Biography of William Cullen

William Cullen William Cullen (1710-1790) was the University’s first lecturer in Chemistry and subsequently Regius Professor of Practice of Medicine from 1751 to 1755.

Born in Hamilton, Cullen studied Arts at the University but chose a career in Medicine. After gaining experience in London and at sea as a surgeon, he returned to practice in Scotland and he was awarded an MD by the University in 1740. In 1744 he began offering extra-mural lectures in Glasgow on the theory and practice of physic and became a lecturer in Medicine at the University two years later. He also offered a course in Chemistry and he continued to give Chemistry lectures after his appointment to the Chair of Medicine in 1751.

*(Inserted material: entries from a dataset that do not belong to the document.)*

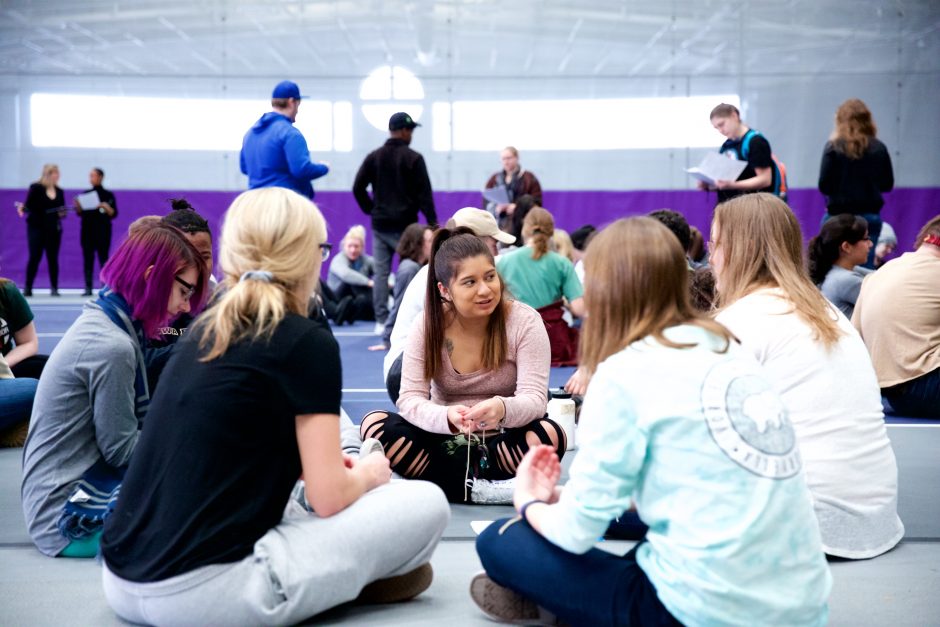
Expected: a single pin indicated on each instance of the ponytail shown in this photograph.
(270, 260)
(248, 308)
(538, 228)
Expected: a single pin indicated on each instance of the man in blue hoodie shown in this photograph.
(274, 153)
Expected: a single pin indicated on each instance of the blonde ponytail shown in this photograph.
(271, 261)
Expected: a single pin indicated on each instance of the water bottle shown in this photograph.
(561, 411)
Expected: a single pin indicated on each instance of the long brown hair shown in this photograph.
(854, 128)
(449, 249)
(636, 285)
(762, 246)
(931, 228)
(538, 227)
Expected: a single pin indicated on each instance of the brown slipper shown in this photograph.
(399, 588)
(504, 605)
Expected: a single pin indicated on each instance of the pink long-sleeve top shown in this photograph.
(522, 382)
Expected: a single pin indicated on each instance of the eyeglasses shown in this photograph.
(190, 288)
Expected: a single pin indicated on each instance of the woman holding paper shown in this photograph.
(44, 208)
(743, 144)
(97, 208)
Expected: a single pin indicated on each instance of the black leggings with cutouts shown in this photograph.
(442, 459)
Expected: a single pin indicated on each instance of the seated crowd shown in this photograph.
(768, 455)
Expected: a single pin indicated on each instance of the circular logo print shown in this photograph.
(748, 421)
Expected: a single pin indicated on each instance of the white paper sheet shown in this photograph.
(716, 167)
(89, 201)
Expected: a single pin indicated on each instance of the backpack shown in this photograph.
(779, 170)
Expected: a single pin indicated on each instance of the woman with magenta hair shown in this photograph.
(90, 403)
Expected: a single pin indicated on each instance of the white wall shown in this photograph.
(789, 95)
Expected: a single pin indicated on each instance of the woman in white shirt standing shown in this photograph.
(818, 364)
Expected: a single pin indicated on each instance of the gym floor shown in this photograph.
(898, 588)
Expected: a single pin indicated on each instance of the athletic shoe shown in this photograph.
(484, 492)
(503, 605)
(400, 588)
(370, 445)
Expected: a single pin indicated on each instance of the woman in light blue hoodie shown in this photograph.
(679, 421)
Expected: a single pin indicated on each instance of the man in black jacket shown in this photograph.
(96, 226)
(400, 189)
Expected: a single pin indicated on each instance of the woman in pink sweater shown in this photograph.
(474, 380)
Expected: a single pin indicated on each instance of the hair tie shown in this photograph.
(257, 275)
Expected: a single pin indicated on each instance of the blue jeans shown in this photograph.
(874, 232)
(16, 400)
(384, 244)
(919, 398)
(596, 588)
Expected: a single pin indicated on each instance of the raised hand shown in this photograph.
(537, 476)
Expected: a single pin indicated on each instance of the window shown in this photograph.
(126, 122)
(602, 124)
(398, 89)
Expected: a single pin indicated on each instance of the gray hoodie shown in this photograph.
(83, 412)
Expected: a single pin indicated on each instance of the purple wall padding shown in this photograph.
(907, 209)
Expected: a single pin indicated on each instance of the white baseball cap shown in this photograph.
(482, 223)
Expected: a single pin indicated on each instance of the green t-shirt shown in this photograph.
(14, 314)
(539, 282)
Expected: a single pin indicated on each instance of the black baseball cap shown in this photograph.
(401, 120)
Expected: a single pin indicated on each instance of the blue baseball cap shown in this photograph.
(401, 120)
(287, 89)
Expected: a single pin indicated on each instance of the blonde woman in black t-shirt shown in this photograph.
(44, 209)
(249, 403)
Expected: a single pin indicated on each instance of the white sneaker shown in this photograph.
(484, 492)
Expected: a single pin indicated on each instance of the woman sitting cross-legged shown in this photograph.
(679, 420)
(205, 531)
(834, 259)
(474, 380)
(414, 248)
(818, 364)
(93, 392)
(350, 277)
(541, 278)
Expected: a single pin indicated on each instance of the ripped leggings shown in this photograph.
(442, 459)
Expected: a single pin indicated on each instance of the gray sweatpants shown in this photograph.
(304, 566)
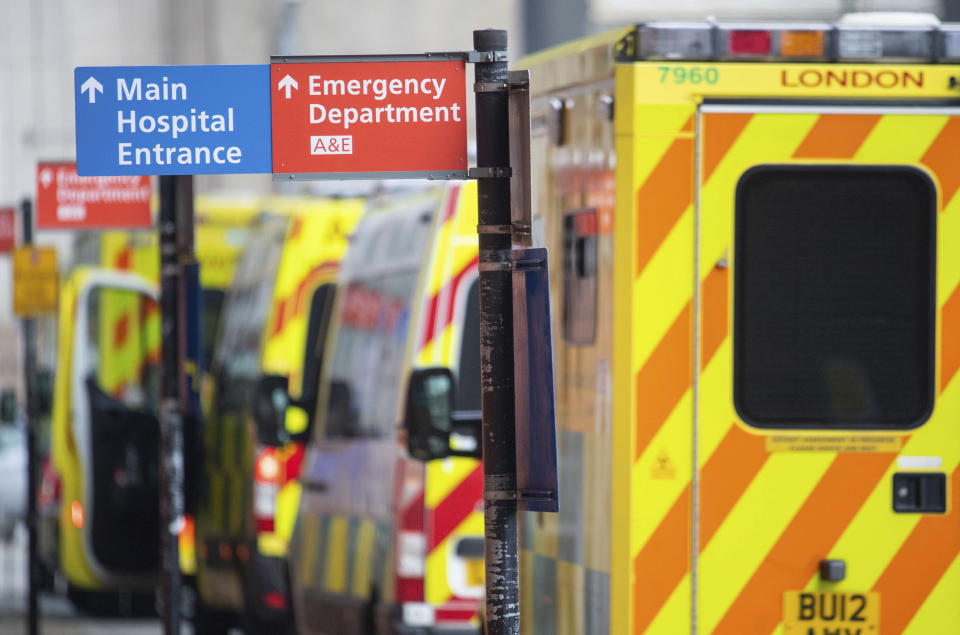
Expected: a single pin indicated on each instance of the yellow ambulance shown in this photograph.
(756, 330)
(103, 441)
(389, 535)
(264, 379)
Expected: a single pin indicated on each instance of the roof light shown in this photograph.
(950, 43)
(665, 40)
(76, 514)
(801, 44)
(747, 42)
(870, 43)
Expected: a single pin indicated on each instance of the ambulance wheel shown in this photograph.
(208, 621)
(89, 602)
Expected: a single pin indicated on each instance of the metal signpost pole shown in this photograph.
(496, 335)
(176, 238)
(29, 371)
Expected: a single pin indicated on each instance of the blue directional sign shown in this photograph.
(172, 120)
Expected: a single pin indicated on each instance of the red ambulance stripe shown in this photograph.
(727, 474)
(836, 136)
(295, 226)
(719, 133)
(922, 560)
(662, 563)
(808, 538)
(452, 198)
(123, 259)
(941, 158)
(279, 319)
(121, 331)
(714, 321)
(455, 508)
(411, 516)
(295, 303)
(663, 197)
(663, 379)
(455, 615)
(950, 336)
(431, 328)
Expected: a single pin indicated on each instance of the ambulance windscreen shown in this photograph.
(834, 297)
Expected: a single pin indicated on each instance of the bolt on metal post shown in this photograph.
(496, 337)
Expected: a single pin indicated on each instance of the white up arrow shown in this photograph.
(93, 86)
(288, 83)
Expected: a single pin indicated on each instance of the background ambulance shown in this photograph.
(264, 379)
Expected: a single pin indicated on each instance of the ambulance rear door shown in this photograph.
(827, 401)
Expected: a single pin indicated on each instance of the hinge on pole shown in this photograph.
(489, 173)
(474, 57)
(490, 87)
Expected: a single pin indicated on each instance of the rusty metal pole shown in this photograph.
(496, 335)
(30, 387)
(176, 248)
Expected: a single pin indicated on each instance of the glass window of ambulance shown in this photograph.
(122, 383)
(380, 275)
(236, 362)
(834, 297)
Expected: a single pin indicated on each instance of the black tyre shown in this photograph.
(208, 621)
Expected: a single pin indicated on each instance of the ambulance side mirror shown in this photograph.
(270, 401)
(434, 429)
(429, 413)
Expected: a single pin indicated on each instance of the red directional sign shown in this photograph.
(370, 118)
(68, 201)
(7, 229)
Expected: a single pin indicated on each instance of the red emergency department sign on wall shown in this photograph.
(336, 119)
(7, 229)
(68, 201)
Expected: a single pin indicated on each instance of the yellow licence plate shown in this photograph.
(828, 612)
(475, 572)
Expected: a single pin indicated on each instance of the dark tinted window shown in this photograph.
(834, 297)
(468, 375)
(580, 277)
(212, 305)
(367, 361)
(317, 325)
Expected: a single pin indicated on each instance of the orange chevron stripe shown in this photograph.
(941, 158)
(720, 132)
(950, 339)
(726, 475)
(662, 381)
(836, 136)
(663, 197)
(714, 313)
(666, 376)
(662, 563)
(919, 564)
(817, 526)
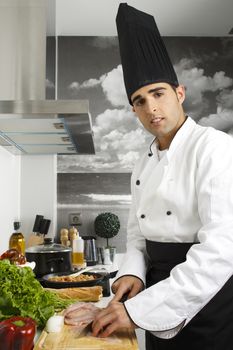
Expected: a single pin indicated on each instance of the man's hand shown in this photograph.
(130, 285)
(113, 317)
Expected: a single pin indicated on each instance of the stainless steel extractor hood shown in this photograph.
(29, 124)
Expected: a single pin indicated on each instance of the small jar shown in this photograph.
(17, 240)
(64, 237)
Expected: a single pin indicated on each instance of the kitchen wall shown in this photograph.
(89, 67)
(88, 194)
(9, 195)
(28, 186)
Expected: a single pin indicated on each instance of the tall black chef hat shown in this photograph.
(143, 54)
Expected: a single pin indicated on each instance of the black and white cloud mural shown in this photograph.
(89, 68)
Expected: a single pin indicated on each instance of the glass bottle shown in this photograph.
(17, 240)
(78, 251)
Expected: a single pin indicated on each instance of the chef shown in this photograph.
(177, 271)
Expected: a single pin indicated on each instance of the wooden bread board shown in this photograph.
(70, 339)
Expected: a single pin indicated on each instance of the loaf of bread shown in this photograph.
(94, 293)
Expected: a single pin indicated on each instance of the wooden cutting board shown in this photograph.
(70, 339)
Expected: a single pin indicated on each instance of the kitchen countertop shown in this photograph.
(104, 300)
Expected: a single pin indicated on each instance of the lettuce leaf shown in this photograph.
(21, 294)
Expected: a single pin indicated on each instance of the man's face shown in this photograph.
(159, 108)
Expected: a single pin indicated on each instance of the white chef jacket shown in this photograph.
(187, 196)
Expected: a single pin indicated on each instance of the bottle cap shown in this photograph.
(16, 225)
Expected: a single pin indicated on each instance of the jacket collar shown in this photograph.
(180, 137)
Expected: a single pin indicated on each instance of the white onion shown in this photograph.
(55, 324)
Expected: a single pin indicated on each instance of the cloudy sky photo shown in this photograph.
(89, 68)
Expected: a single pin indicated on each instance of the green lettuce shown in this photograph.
(21, 294)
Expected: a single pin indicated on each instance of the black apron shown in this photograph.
(212, 327)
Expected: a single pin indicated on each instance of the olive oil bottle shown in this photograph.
(17, 240)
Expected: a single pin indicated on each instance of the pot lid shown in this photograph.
(48, 247)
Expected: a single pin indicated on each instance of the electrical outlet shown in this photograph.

Cullen was a popular teacher whose students included Joseph Black, who succeeded him as a lecturer in Chemistry. He advocated and practiced practical scientific experimentation and research and became a friend of Adam Smith and other key figures of the Scottish Enlightenment. His teaching and publications on the practice of medicine were highly influential in the United Kingdom and America.

Cullen left Glasgow in 1755 to become Professor of Chemistry at the University of Edinburgh. He was appointed Professor of the Institutes of Medicine there in 1766 and in 1773 moved to the chair of Practice of Physic.